Each week, we will be publishing layman’s abstracts of new articles from our prestigious portfolio of journals in statistics. The aim is to highlight the latest research to a broader audience in an accessible format.
Bayesian methods for the analysis of early‐phase oncology basket trials with information borrowing across cancer types. Statistics in Medicine. 2020; 39: 3459–3475. https://doi.org/10.1002/sim.8675, , , .

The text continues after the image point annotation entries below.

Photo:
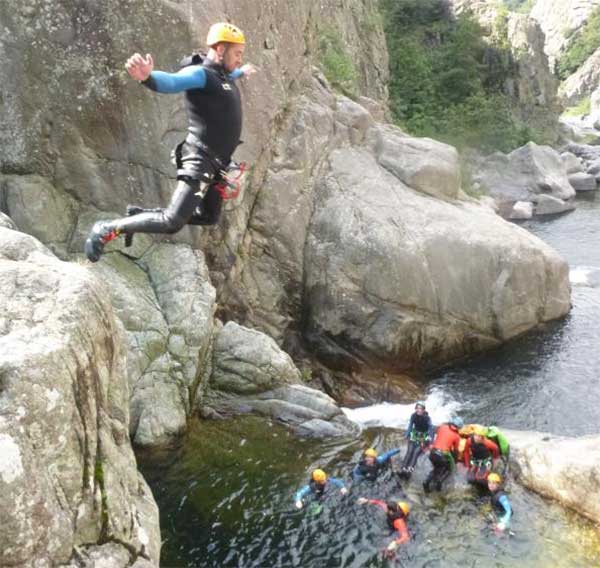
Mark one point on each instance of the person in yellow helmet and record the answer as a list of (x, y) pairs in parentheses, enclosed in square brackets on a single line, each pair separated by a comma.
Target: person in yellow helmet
[(396, 515), (500, 502), (214, 110), (371, 464), (316, 487)]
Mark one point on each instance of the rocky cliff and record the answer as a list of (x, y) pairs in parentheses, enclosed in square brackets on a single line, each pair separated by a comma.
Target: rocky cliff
[(533, 87), (560, 21), (85, 141)]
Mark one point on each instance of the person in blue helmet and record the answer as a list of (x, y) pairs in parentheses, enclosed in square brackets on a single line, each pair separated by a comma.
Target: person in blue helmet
[(371, 465), (419, 435)]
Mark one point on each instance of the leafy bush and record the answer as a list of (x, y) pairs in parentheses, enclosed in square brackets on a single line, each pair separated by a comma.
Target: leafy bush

A new type of clinical trial called basket trial has recently drawn increasing attention, which was motivated by the change in the focus of oncology research, from histological properties of tumors in each organ, to the genetic aberration potentially shared by multiple cancer types. The basket trial tests treatment efficacy simultaneously on multiple cancer types with common aberration. Assuming homogeneous effects, various methods have been recently developed to increase the trial power by borrowing information across cancer types, which, however, tend to give highly inflated type I error rate that can be unacceptable even for early-phase trials.

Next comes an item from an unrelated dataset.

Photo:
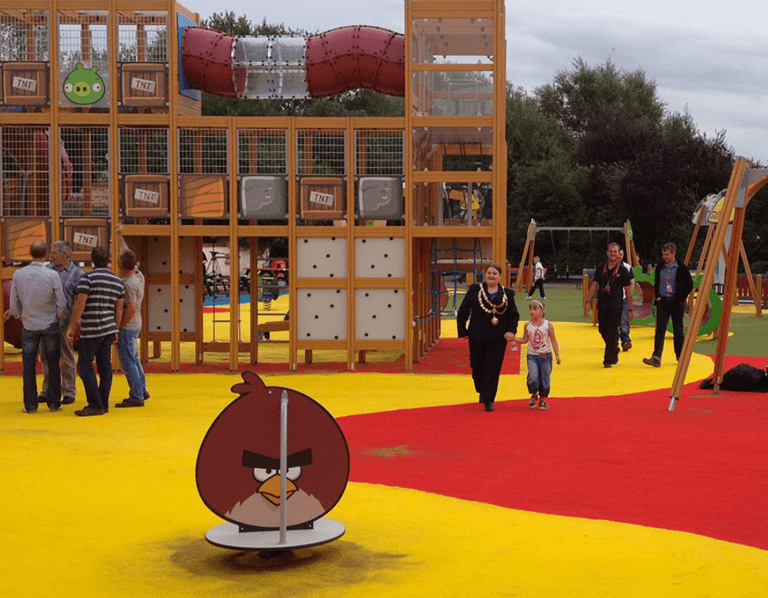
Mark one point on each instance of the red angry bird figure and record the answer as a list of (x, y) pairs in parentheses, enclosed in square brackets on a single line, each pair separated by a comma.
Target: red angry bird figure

This paper first investigates several representative information borrowing methods for the analysis of early-phase basket trials, including the conventional Bayesian hierarchical model, the exchangeability-nonexchangeability (EXNEX) approach, and Liu’s two-stage approach. A novel method named the Bayesian hierarchical model with a correlated prior (CBHM) is then proposed, which conducts more flexible borrowing across cancer types according to sample similarity. Simulation results show the advantage of all information borrowing approaches compared to independent analysis in terms of trial power, when a large proportion of the cancer types truly respond to the treatment. But when the treatment is effective only on a small subset of the cancer types, the existing information borrowing approaches may have lowered power and inflated type I error rate. The proposed CBHM approach has the most robust performance, with a power similar to EXNEX or Liu’s approach, and substantially lowered inflation in type I error control under all considered simulating settings, which can be quite meaningful in clinical application. Further, the general instructions and open-source code provided will allow researchers to conduct similar analysis in a broader range of clinical trials.